Another shortcoming of the agreement: some of the most sensitive questions have remained open. So the search for more ways to cut expenses will continue in the new year. In addition, Congress has yet to vote on raising the government debt ceiling.

On Friday afternoon, the top American politicians made one last attempt to prevent the impending fall over the fiscal cliff. President Obama had invited the leaders of Congress to the White House and asked McConnell and Reid to negotiate a pact that would stand in the Senate. This is what insiders say who know about the meeting.

The Senate Republican leader initially offered to postpone a number of the spending cuts planned for 2013 if the government changed its criteria for measuring inflation in return. As a result, the state would have had to pay fewer social benefits to needy Americans over time.

The answer from the Democrats was a long time coming

Hours later, Republican McConnell employees made an initial offer to Democrat Reid. According to well-informed circles, they agreed to allow tax increases for families with a household income of more than $ 750,000 a year. In doing so, they moved slightly away from Boehner's original demands to keep Bush-era tax rates on all incomes below $ 1 million.

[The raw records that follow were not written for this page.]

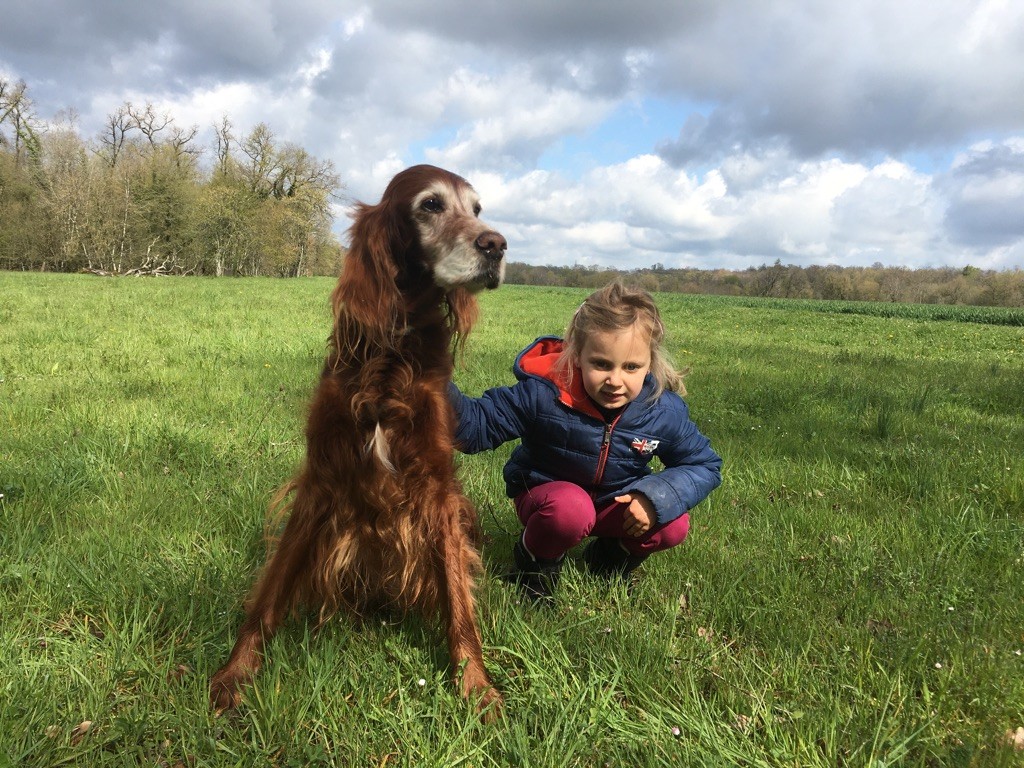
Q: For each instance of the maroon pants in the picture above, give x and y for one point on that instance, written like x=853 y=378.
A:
x=559 y=515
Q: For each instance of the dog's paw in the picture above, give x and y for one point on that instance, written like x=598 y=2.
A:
x=225 y=691
x=489 y=704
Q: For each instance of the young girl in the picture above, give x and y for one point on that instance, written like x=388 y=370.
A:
x=592 y=413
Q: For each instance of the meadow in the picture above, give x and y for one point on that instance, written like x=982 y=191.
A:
x=850 y=596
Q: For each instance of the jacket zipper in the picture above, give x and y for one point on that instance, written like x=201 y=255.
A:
x=603 y=458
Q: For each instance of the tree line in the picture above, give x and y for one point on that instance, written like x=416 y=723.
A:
x=145 y=197
x=967 y=286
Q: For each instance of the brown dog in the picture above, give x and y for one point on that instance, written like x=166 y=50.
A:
x=376 y=516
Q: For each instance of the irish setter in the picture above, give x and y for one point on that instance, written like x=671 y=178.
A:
x=376 y=516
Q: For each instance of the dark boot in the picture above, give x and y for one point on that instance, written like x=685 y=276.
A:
x=606 y=558
x=535 y=577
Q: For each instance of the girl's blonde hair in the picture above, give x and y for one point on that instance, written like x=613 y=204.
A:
x=616 y=307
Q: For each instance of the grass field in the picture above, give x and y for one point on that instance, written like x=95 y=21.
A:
x=851 y=595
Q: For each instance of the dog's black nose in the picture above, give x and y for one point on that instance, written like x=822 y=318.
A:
x=493 y=244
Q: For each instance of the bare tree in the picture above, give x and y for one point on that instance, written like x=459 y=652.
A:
x=147 y=122
x=115 y=133
x=15 y=110
x=224 y=139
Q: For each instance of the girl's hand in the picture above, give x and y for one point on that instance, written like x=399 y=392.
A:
x=639 y=515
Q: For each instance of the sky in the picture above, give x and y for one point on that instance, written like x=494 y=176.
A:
x=706 y=133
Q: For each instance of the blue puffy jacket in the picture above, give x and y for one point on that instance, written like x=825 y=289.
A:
x=565 y=437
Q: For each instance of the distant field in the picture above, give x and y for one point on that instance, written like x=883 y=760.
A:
x=850 y=596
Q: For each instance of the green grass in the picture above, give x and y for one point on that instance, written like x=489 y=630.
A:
x=850 y=596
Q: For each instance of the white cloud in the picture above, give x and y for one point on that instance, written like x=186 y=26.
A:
x=711 y=133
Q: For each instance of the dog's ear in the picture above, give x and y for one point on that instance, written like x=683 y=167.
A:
x=367 y=294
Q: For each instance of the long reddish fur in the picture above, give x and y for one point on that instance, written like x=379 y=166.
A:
x=359 y=535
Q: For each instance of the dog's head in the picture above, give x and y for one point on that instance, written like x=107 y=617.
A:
x=437 y=218
x=424 y=237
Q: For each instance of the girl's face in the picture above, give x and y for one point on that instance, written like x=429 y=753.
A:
x=613 y=365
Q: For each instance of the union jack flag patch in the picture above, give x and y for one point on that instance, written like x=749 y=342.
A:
x=644 y=446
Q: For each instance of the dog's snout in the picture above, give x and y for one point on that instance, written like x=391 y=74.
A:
x=493 y=244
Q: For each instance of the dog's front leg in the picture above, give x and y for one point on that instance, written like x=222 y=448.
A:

Ultimately, however, their admission was still a long way from Obama's last offer to raise taxes for anyone who earns more than $ 400,000 a year.

Reid's office did not reply until the afternoon of the following day. McConnell's associates speculated that the Senate majority leader was trying to buy time and then force the Republicans to adopt a fallback plan at the last minute. He would then have increased taxes for all Americans with an annual income above $ 250,000 and expanded unemployment benefits. Until Saturday evening there was a lively back and forth between the two negotiators' offices, which are only a few meters apart in the Capitol - the seat of the US Parliament.

By the end of the day, McConnell had cut his demands significantly: The previous tax rates should only apply to individuals with an annual income of less than $ 450,000 and families with a household income of less than $ 550,000. Again they waited. Finally, a Reid employee said the Democrats would not make a new offer until the next morning.

But on Sunday the hours passed without anything happening. At 1 p.m., Reid's office manager, David Krone, finally called McConnell's office. There would be no more counter-offer, he said. The negotiations had stalled.

McConnell directed his secretary to call Vice President Biden. This didn't get through, so the Republican went straight to the Senate floor to announce that he had just called Biden.

"The Vice President and I have worked together before, and I think we can do it again," he said. "I'm ready to get this through. But I need a dance partner."

The Vice-President was completely unprepared for the statement. Before he called McConnell back, he discussed further action with President Obama. The two decided it was worth a try.

Obama made his concern very clear

At around 3:30 p.m. on Sunday afternoon, Vice President Biden called Republican negotiator McConnell and made an initial proposal. The White House plans to raise taxes for individuals with annual incomes over $ 260,000 and for married couples with household incomes over $ 450,000. Biden added that the government would be flexible on the upper income tax ceilings if in return the Republicans would accommodate them in taxing large inheritances.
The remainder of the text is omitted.